0

I have a database in production and I would like to run an ETL process to DELETE some records (200 millions) of the database but since the database is in FULL model every time I try to run the ETL the Logs file get out of space.

In order to avoid that I would like to change the recovery model to simple, after I have done the process of cleaning the table I will put the recovery in full model again.

Of course before start the process I will backup the Database.

There is any Problem doing that, any recommendations??

Any assistance in this regard will be greatly appreciated.

JC_BI
  • 419
  • 1
  • 5
  • 16

2 Answers2

1

Switching the recovery model back and forth is a bad idea. It is very easy to get the database into a bad state and could easily void out your database backups.
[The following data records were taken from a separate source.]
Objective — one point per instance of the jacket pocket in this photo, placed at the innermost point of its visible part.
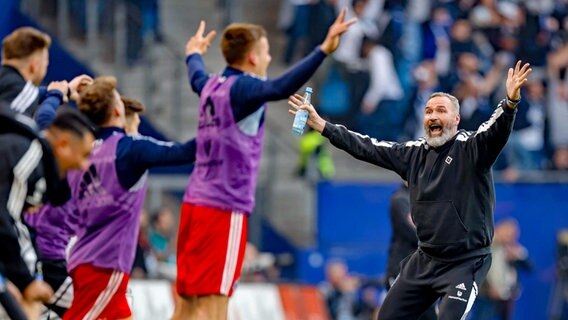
(438, 223)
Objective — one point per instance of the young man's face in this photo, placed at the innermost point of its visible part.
(440, 121)
(262, 58)
(132, 123)
(39, 61)
(72, 151)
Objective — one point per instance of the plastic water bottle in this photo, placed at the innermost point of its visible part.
(302, 115)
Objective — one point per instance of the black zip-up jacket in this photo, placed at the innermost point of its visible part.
(403, 240)
(452, 195)
(28, 177)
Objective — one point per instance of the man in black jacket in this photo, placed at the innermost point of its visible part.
(452, 198)
(404, 241)
(31, 168)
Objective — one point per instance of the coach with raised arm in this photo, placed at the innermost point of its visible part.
(452, 198)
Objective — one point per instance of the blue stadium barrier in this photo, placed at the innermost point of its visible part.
(353, 225)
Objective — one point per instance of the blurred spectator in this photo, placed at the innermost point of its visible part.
(558, 309)
(473, 89)
(367, 304)
(339, 290)
(315, 162)
(295, 26)
(143, 252)
(501, 289)
(525, 149)
(404, 240)
(426, 83)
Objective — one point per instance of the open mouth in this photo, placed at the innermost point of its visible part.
(435, 129)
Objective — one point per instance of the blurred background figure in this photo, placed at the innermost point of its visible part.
(501, 289)
(404, 240)
(558, 308)
(315, 162)
(339, 290)
(162, 240)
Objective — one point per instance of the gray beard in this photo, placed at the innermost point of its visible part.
(438, 141)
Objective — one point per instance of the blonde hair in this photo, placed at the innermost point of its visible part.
(455, 102)
(97, 99)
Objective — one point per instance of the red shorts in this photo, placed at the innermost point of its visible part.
(98, 294)
(210, 251)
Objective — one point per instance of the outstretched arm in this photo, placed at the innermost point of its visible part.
(258, 92)
(493, 134)
(389, 155)
(195, 47)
First option would be to get more storage so that as the log grows, you won't run out of the space. Sometimes this easier said then done so your next option would be to run a transaction log backup at a set interval while the ETL is running. This will allow transactions to be committed and for you to keep the log file from filling up. This will additional disk I/O so performance may suffer from this. The third option (one I prefer and use frequently in these situations) is do all of my ETL processing in a staging database where the recovery is set to SIMPLE. The last step of the ETL is to simply update the production database with cleaned data.

tj-cappelletti
  • 1,774
  • 12
  • 19
  • Do you think doing update will be faster thank delete? – JC_BI May 02 '18 at 21:10
  • There are a lot of factors to consider such as disk performance, keys and indexes. It's certainly possible, but hard to say without knowing more details about the table structures and the ETL process. – tj-cappelletti May 02 '18 at 23:11
0

It is about how often you are updating data and whether you need to recover to a particular point in time. For example, if your database is populated once-daily ETL batch then you're better off keeping the database in the SIMPLE recovery model and performing a full or differential back up after the batch completes.

Also, you would typically perform bulk loads in a Datawarehouse ETL process, and FULL recovery can hinder performance due to every transaction being fully logged. If you need point-in-time recovery, and have chosen the FULL recovery model, then you may want to consider switching to the Bulk-logged recovery model for the duration of your ETL process, so that your bulk operations are minimally logged. Reference

ASP
  • 666
  • 4
  • 9